CGT liability for building constructed post 1985 on land purchased pre 1985

Discussion in 'Accounting & Tax' started by coops__, 1st Jan, 2008.

Join Australia's most dynamic and respected property investment community
  1. coops__

    coops__ Member

    Joined:
    1st Jul, 2015
    Posts:
    17
    Location:
    Brisbane, Qld
    Whilst I realise this question needs professional advice, I'm hoping someone can give a brief answer to what happens in this situation. A block of land was purchased by a member of my family prior to Sept 1985. In approx 1987, residential units were built on that land and they have been rented out for the last 20 years. If those units are now to be sold I am assuming that the Land component would be CGT free and the Building component would be subject to CGT. If that is correct, how is the Capital Gain apportioned between the land and the building?
     
  2. DaveA__

    DaveA__ Well-Known Member

    Joined:
    1st Jul, 2015
    Posts:
    580
    Location:
    Sydney, NSW
    id imagine it would all be cgt free.... i believe it is but cant be bothered looking it up in the tax legisation next to me

    ie if you had a house from pre 85 and knocked it down and replaced it with something i think it would still be cgt free...

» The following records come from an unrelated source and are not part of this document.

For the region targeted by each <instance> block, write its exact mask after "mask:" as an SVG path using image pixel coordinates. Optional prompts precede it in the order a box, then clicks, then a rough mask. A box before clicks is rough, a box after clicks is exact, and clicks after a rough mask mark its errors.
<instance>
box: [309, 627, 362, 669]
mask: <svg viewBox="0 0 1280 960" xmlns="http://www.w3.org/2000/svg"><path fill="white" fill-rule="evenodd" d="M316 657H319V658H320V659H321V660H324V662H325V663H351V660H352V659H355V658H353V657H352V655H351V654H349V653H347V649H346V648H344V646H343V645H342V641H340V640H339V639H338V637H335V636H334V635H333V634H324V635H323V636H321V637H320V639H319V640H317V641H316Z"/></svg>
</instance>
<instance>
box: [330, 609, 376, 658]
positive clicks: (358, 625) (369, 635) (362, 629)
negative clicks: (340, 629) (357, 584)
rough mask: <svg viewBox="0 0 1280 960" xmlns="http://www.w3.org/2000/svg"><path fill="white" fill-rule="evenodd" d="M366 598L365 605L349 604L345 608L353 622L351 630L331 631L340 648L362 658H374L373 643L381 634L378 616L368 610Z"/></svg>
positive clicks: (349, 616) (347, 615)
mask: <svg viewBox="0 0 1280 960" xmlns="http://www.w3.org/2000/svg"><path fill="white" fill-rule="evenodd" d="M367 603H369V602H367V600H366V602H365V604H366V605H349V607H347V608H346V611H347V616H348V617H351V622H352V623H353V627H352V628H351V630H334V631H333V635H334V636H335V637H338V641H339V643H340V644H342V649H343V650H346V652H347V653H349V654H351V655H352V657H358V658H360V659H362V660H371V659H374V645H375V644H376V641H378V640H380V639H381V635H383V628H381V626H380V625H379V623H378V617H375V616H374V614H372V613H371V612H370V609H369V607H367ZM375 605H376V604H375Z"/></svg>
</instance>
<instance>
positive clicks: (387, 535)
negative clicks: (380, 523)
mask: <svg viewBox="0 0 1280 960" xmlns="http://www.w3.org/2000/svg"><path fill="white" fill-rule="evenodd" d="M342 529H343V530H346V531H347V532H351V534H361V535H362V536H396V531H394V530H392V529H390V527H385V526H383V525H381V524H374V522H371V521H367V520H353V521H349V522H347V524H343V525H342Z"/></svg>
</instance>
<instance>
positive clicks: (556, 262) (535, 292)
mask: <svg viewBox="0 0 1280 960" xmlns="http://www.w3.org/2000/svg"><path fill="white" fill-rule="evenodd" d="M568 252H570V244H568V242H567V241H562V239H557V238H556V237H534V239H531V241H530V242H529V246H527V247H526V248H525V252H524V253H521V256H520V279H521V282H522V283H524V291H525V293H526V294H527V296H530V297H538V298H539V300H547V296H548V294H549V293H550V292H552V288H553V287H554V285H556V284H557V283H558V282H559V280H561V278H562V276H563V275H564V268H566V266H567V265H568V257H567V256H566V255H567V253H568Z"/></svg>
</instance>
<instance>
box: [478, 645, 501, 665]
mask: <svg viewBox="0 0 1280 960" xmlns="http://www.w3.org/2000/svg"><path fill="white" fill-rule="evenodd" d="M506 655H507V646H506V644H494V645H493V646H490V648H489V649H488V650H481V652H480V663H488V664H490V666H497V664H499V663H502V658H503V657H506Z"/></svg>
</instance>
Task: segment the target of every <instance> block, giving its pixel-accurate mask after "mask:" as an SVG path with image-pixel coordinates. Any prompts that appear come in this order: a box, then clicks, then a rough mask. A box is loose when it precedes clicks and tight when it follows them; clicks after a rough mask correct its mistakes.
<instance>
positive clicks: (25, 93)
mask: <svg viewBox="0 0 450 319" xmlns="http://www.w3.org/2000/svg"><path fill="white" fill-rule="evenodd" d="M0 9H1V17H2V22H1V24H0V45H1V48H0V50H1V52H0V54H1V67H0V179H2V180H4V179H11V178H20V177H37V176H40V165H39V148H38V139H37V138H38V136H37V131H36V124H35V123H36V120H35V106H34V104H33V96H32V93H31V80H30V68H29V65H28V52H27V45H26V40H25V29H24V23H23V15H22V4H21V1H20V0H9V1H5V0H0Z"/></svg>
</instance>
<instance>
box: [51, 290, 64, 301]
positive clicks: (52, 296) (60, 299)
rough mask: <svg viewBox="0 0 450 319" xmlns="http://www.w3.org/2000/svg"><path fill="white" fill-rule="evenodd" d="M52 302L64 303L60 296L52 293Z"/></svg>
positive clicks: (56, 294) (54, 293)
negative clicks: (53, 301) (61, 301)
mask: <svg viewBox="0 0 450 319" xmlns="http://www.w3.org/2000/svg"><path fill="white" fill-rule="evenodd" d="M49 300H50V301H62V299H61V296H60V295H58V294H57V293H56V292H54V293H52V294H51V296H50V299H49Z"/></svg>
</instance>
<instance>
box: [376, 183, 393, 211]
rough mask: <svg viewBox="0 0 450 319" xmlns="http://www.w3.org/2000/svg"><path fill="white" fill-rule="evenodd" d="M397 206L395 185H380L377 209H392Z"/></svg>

    but always ask a professional
     
  3. taxstar

    taxstar Member

    Joined:
    1st Jul, 2015
    Posts:
    23
    Location:
    Sydney, NSW
    The new building may be a seperate CGT asset, if you exceed the investment thresholds for improving pre-CGT assets or the amount attributed to the building is more then 5% of the proceeds (which is likely).

    There is a basic guide on the ato website at

    Separate assets for CGT purposes

    I terms of apportionment - You will need to do this on a reasonable basis. What does that mean? It means when the ATO asks you how you apportioned the proceeds, the mythical Reasonable Person would agree that it was OK.

    I have just looked into this area so you can send me a private message if you need more help.
     
  4. taxstar

    taxstar Member

    Joined:
    1st Jul, 2015
    Posts:
    23
    Location:
    Sydney, NSW
    I believe your house would be a seperate asset, but if you live in the house for the whole time, then you could rely on the Principal Place of Residence Exemption, rather than the Pre-CGT status of the property.
     
  5. coops__

    coops__ Member

    Joined:
    1st Jul, 2015
    Posts:
    17
    Location:
    Brisbane, Qld
    Thanks for your thoughts on this Taxstar. I had found that section on the ATO website at the weekend and was amazed at how vague it was. Will send you a PM once I have all the facts.
     
  6. Rob G

    Rob G Well-Known Member

    Joined:
    16th Oct, 2015
    Posts:
    966
    Location:
    Melbourne
    Take AAAALLLLL evidence of costs to your Accountant to establish as large a cost base as possible.

    Yes ... 20 years of paperwork, including the cost of every light globe or newspaper vacancy ad !!!

    Also any building allowances claimed - which will reduce the cost base !!

    Jack up the cost of the buildings as much as possible & get the best valuation of the land as possible.

    CGT - a simple concept turned into an unworkable practice.

    Cheers,

    Rob
     
  7. coops__

    coops__ Member

    Joined:
    1st Jul, 2015
    Posts:
    17
    Location:
    Brisbane, Qld
    Thanks Rob - what a nightmare !! Sounds like the land valuation will be critical.